Mengenal Karia, Cara Masyarakat Wanci Islamkan Anak

650

ZONASULTRA.COM, WANGI-WANGI – Di tengah kemajuan teknologi, masyarakat Wanci, Kecamatan Wangi-wangi, Kabupaten Wakatobi, Sulawesi Tenggara hingga saat ini masih memegang teguh adat Karia, sebuah adat untuk mengislamkan setiap anak yang telah menginjak usia remaja, baik laki-laki maupun perempuan.

Adat karia ini telah diwariskan secara turun temurun selama berpuluh-puluh tahun. Dan hingga saat ini kelestariannya masih terus terjaga. Masyarakat setempat menyebutnya sebagai acara pingitan massal. Acara ini diselenggarakan setiap tahun untuk mengenalkan cara khitanan kepada anak.

Karia dilasungkan selama 7 hari. Para peserta lebih dulu dipingit untuk diberi amanah agar kelak ketika dewasa mampu mempertanggungjawabkan keislamannya. Dan sebelum hari puncak, mereka dimandikan terlebih dahulu.

Pada hari puncak, peserta karia akan diarak keliling kampung. Anak laki-laki berjalan kaki teratur dengan satu saf barisan sedangkan anak perempuan duduk di atas kursi dan dipikul menggunakan bambu. Para orang tua serta keluarga besar pun mengikutinya dari belakang sembari berteriak dalam bahasa daerah setempat.

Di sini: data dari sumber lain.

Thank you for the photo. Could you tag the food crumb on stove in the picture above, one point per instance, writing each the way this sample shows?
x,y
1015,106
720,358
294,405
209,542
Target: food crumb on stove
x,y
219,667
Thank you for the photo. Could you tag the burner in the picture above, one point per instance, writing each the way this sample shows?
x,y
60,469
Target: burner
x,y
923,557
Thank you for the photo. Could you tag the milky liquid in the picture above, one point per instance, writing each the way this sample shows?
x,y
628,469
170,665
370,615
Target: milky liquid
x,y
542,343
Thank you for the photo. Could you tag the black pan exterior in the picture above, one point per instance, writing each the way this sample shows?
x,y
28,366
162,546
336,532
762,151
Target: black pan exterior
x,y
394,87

Hal lain yang menarik dalam acara karia ini adalah pakaian yang dikenakan para peserta. Anak laki-laki dipakaikan topi berbunga yang menjulang ke atas dengan hiasan burung Cendrawasih di atasnya. Sedangkan anak perempuan mengenakan pakaian berwarna kuning dan sarung tenun Buton serta topi yang lebih tinggi dan lebih terhias dibandingkan anak laki-laki.

Hanya saja, adat karia ini sudah mulai mengalami pergeseran makna. Menurut tokoh ada Wanci, La Ode Sahrumu ketika ditemui di kediamannya usai pelaksanaan karia pada Kamis (30/7/2015) lalu, pada mulanya acara karia, khususnya anak perempuan akan dikurung atau dipingit selama 4 malam. Dalam waktu itu mereka akan menjalani pengenalan ajaran agama, terutama untuk memahami tugasnya sebagai seorang perempuan.

Selain mampu menjaga diri dari lawan jenis yang bukan mahram, lanjut Sahrumu, para anak perempuan juga dibekali ilmu berumah tangga sehingga ketika kelak mereka membina rumah tangga tidak akan lagi kebingungan tugas apa yang harus mereka lakukan.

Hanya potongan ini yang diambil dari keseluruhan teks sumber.